First and foremost, the very premise of the book scares me. To be honest, if it wasn’t for the fact that this book has been pestering me to write it for more than 10 years, I wouldn’t be writing it now. It’s just that I know it won’t go away if I ignore it, no matter how much I try. I’ve tried, it hasn’t gone away. So maybe it will leave me alone if I write it. That’s the theory anyway.
The next bit that makes it hard is that all of the viewpoint characters are blind. This adds a tragic and emotional element that is hard to write through. The loss of something so basic as sight is hard for anyone to deal with, but it isn’t the only thing these characters are facing. The blindness – for all that it is a major loss – is just a side effect of the real plot that’s going on. “In the Dark” isn’t about being blind. I don’t want to give away the plot so I’ll just say that it’s about something much darker. The other thing to understand is that the blindness is new to the characters. Until about a week before the book starts, they were all living perfectly normal sighted lives. Then everything goes to hell in a hand basket and they have to deal with all of that and the loss of their vision as well.
My Characters, Abby and Michael, have had to build their relationship on everything except appearances. They’ve learned to recognize each other by smell, sound, touch and even taste. That leaves me, the author, with only four senses to describe their whole world. Take a look at any book out there and you will see that most of the description is about the visual aspects of the world. We want to know what things look like. Think about how you describe things to your friends. Unless you too are blind, you probably focus on what it looks like. When was the last time you thought about what a tree smells like? How about the sound of a quiet day.
Now you’ve probably noticed that you can’t think of these things without also feeling the emotions of the last time you did that. Our emotions are tied very closely to the senses. More closely to some than others. Vision is the least emotional of the senses. Followed by hearing, touch, smell and taste in that order. So when I dive into the world of “In the Dark” I am immersed in emotion laden senses through characters who are dealing with a nasty situation. I can’t stay there for very long.

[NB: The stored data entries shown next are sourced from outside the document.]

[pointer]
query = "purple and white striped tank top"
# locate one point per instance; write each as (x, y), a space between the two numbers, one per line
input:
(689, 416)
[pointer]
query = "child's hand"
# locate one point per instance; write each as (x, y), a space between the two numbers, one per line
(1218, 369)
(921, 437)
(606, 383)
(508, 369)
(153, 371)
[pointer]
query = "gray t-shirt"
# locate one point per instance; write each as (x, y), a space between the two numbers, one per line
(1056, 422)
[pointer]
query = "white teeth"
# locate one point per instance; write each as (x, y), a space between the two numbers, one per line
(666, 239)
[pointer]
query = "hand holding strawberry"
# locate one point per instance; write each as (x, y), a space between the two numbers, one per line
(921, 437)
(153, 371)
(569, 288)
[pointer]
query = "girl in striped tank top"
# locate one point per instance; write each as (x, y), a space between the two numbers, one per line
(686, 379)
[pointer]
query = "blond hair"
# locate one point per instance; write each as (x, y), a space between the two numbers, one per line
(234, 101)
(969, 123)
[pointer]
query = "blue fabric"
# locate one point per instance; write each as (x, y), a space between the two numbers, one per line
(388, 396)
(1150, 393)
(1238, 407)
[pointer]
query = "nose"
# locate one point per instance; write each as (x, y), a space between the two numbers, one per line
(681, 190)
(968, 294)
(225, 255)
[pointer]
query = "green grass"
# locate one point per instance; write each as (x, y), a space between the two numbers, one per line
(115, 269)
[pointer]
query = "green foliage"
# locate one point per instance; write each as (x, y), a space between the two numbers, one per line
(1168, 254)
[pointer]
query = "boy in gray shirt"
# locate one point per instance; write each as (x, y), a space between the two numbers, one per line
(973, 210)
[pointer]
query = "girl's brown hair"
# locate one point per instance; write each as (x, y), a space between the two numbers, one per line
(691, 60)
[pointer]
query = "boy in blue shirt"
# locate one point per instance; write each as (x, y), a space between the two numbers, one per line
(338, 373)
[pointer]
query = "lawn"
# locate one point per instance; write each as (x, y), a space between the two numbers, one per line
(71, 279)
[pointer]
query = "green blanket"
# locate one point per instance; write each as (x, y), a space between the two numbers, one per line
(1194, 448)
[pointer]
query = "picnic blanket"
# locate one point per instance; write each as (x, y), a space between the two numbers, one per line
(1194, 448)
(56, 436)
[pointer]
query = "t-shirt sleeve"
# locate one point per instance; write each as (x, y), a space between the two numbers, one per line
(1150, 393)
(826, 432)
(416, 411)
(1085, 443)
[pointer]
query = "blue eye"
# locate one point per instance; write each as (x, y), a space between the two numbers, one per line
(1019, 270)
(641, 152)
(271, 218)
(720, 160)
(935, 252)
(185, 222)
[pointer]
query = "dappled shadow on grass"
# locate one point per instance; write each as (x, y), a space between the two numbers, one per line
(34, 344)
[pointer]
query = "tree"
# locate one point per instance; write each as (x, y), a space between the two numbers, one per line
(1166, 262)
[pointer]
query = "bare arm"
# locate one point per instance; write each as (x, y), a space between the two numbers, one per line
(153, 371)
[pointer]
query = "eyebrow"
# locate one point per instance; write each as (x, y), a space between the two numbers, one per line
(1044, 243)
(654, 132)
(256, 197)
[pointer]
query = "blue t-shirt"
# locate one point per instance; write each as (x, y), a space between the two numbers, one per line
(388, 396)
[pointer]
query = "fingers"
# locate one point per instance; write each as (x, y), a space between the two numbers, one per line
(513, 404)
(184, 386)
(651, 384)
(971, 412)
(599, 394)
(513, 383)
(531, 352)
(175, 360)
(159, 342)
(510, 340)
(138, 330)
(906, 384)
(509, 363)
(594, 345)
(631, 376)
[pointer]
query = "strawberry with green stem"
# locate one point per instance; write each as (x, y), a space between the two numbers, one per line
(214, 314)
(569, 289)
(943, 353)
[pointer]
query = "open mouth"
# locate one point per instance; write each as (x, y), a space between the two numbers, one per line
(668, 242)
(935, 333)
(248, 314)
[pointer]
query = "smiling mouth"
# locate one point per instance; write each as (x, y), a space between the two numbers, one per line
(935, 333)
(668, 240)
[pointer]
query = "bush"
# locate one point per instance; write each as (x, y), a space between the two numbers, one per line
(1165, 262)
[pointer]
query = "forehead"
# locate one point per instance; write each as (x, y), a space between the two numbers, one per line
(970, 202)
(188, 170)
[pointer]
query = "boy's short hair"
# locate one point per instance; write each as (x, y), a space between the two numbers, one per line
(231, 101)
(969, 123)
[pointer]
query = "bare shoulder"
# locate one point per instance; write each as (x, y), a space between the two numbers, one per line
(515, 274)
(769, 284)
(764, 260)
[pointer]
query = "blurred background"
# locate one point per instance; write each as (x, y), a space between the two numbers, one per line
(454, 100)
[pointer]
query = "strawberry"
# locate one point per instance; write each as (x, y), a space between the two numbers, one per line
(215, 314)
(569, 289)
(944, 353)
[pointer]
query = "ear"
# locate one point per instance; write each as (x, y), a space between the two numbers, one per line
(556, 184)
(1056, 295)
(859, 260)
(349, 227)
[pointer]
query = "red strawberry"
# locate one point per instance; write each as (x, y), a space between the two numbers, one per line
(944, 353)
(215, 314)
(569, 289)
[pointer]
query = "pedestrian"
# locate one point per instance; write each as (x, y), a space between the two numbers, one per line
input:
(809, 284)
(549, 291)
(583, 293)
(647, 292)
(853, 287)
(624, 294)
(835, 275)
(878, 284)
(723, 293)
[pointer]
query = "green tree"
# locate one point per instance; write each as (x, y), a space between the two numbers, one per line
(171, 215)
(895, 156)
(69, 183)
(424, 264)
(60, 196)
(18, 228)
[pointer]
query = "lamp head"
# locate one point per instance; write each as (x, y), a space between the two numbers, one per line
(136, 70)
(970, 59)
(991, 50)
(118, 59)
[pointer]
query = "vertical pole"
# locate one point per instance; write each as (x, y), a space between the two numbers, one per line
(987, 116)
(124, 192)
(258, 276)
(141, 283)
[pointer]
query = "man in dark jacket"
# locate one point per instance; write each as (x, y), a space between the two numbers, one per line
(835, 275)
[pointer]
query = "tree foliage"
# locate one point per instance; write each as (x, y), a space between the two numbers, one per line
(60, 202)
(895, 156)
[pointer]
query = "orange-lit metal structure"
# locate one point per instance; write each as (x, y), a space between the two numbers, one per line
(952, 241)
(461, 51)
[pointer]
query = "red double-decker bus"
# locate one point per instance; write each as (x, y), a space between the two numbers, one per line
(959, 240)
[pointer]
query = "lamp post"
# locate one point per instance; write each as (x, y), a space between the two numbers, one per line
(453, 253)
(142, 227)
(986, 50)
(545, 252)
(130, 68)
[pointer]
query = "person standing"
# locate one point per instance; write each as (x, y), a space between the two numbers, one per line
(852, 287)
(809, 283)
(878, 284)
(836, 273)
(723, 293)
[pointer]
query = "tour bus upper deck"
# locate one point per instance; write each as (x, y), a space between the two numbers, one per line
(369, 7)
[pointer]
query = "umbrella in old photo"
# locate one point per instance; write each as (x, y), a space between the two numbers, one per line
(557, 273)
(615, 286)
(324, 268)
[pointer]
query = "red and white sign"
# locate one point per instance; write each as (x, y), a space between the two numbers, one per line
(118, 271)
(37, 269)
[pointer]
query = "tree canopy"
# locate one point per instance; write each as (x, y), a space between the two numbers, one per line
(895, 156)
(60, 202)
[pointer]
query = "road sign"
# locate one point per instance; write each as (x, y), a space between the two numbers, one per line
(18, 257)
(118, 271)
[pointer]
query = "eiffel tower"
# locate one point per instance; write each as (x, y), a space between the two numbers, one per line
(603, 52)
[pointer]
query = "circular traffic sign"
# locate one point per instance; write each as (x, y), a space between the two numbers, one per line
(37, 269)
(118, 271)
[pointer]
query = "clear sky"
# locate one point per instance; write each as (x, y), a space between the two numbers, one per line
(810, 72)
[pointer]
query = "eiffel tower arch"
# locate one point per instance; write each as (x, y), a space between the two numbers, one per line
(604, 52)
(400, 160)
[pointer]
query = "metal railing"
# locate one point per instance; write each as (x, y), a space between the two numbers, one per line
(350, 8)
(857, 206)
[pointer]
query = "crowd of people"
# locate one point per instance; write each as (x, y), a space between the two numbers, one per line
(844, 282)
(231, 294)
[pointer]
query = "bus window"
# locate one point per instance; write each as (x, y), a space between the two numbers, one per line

As Abby and Michael learn to navigate their world, I feel it with them. I know their frustration intimately. I also have my own frustration to deal with. I can’t fall back on my usual tricks of having characters glare at each other when they don’t like what the other has said. I can’t have them point to things in the distance. They can’t see when the others are present. I have not place in the book where I can just describe what the space looks like. As the writer I’ve had to dig through my own emotion filled sense memories to image what they would be able to know about their environment. I am also taken with them as their own sense memories flash back to other times in their lives.
If I have done my job right, my readers will experience some of this emotional roller coaster I’ve been riding for the past three months. It will be a thrill ride that scares them just enough to make it exciting. Perhaps it make them think. I just want them to feel, to smell, to taste it.